Production of the Chevrolet Bolt EV and Bolt EUV will cease at the end of the year, General Motors announced in a company earnings call this month, marking the end of a seven-year run for the compact EV.
The announcement comes at a time when the Bolt is selling at a record clip. GM moved 38,120 Bolts in 2022 and is on pace to deliver more than 70,000 in 2023.
GM CEO Mary Barra said the Orion, Mich., assembly plant where the Bolt is manufactured will be retooled for electric pickups and trucks based on their new Ultimum EV platform that underpins the Silverado and Sierra. The company expects to crank out 600,000 EVs a year, but the demise of the Bolt takes away one of the few sub-$30,000 EVs from the market.
Sales of the 259-mile range Bolt began to surge in summer 2022 after the automaker slashed pricing by $6,000. This move followed a highly publicized battery recall following a series of fires caused by a manufacturing defect. GM replaced the offending batteries and lowered the price, and consumers lined up with deposits at the same time gas prices eclipsed $5 per gallon.
The Bolt first hit the market in 2016. GM introduced a crossover version, the Bolt EUV, in 2022.
Chevrolet hopes entry-level EV buyers will consider their upcoming Equinox EV, which is expected to start at $30,000 and goes on sale late this year. Although larger than the Bolt, the Equinox will boast a 300-mile-plus range option and GM hopes it will fill some of the hole left behind by the Bolt’s absence.
Global sales of electric vehicles are surging and expected to set fresh records this year, according to the International Energy Agency.

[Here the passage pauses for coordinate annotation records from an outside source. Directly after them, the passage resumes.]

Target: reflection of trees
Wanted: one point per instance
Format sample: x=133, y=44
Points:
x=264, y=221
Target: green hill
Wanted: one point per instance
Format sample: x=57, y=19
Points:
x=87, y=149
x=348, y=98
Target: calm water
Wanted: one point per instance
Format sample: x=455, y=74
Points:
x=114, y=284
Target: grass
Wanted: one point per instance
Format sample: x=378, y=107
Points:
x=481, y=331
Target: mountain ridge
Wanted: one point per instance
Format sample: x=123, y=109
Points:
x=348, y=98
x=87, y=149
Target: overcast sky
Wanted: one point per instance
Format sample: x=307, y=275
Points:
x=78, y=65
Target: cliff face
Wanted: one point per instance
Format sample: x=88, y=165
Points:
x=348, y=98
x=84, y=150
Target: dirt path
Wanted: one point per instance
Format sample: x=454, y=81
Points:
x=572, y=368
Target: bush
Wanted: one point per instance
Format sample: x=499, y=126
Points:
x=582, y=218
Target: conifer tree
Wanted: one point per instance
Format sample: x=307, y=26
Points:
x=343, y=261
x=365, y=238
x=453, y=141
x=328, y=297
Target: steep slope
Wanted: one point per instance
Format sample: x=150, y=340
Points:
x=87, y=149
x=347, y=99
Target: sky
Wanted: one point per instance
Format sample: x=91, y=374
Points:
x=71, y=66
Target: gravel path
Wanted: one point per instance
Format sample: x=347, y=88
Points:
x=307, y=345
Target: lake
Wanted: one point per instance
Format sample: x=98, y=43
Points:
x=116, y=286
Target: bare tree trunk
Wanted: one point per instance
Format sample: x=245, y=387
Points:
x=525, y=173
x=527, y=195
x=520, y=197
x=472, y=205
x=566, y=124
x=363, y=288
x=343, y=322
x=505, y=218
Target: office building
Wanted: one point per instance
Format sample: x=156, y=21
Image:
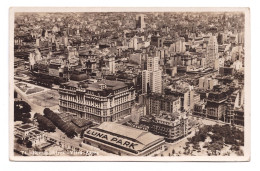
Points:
x=102, y=101
x=152, y=77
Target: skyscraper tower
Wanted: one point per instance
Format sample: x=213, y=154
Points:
x=212, y=51
x=152, y=77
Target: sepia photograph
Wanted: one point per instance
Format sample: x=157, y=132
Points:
x=129, y=84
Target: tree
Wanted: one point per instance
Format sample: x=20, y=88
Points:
x=19, y=141
x=29, y=144
x=44, y=123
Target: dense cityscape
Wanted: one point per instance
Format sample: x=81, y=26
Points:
x=129, y=84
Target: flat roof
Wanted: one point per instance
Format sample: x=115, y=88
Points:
x=143, y=138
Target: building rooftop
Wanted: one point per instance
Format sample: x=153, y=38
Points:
x=137, y=135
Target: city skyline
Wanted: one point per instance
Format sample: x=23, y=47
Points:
x=158, y=84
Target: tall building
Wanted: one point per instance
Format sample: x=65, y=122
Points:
x=172, y=126
x=152, y=77
x=167, y=103
x=112, y=65
x=140, y=21
x=102, y=101
x=212, y=51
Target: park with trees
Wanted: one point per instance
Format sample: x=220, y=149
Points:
x=215, y=138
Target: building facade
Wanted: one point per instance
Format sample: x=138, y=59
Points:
x=102, y=101
x=123, y=140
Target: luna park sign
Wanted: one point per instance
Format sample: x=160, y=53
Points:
x=113, y=139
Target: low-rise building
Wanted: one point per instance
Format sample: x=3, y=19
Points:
x=123, y=140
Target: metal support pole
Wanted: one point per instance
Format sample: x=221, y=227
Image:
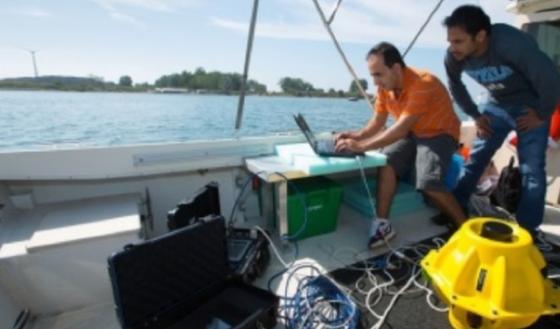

In the agency’s annual Global Electric Vehicle Outlook, released on April 26, EV sales are expected to grow by 35% this year, reaching 14 million vehicles. This comes on the heels of record sales of 10 million EVs worldwide in 2022.
“Electric vehicles are one of the driving forces in the new global energy economy that is rapidly emerging – and they are bringing about a historic transformation of the car manufacturing industry worldwide,” said the agency’s Executive Director Faith Birol. “The trends we are witnessing have significant implications for global oil demand. The internal combustion engine has gone unrivalled for over a century, but electric vehicles are changing the status quo.”
The agency estimates that EVs now hold 14% of the global vehicle market and that figure is set to increase to 18% this year. In 2020, the share was just 4%.
Most of the sales are occurring in China, Europe and the United States. China accounts for 60% of EV sales and more than half of all the EVs on the road today.
In the United States, EV sales grew 55% in 2022, the agency reported, and additional government subsidies and increased domestic battery production will accelerate domestic EV adoption.
New Jersey suspended its electric vehicle rebate program through the remainder of the state’s fiscal year ending June 30 after the program ran out of money.
Strong demand for the Charge Up New Jersey Program exhausted funds before the program’s renewal date of July 1.
The state estimated about 10,000 EVs were bought or leased during the fiscal year, totaling about 8% of all new car sales in the state in 2022.
AAA’s Recommendation: Whether you own an electric vehicle or a gas-powered car is up to you – and you should consider lots of factors in making that choice. No matter what type of vehicle you’re choosing, we recommend visiting a dealership, test driving one, and asking as many questions as possible to make an informed decision.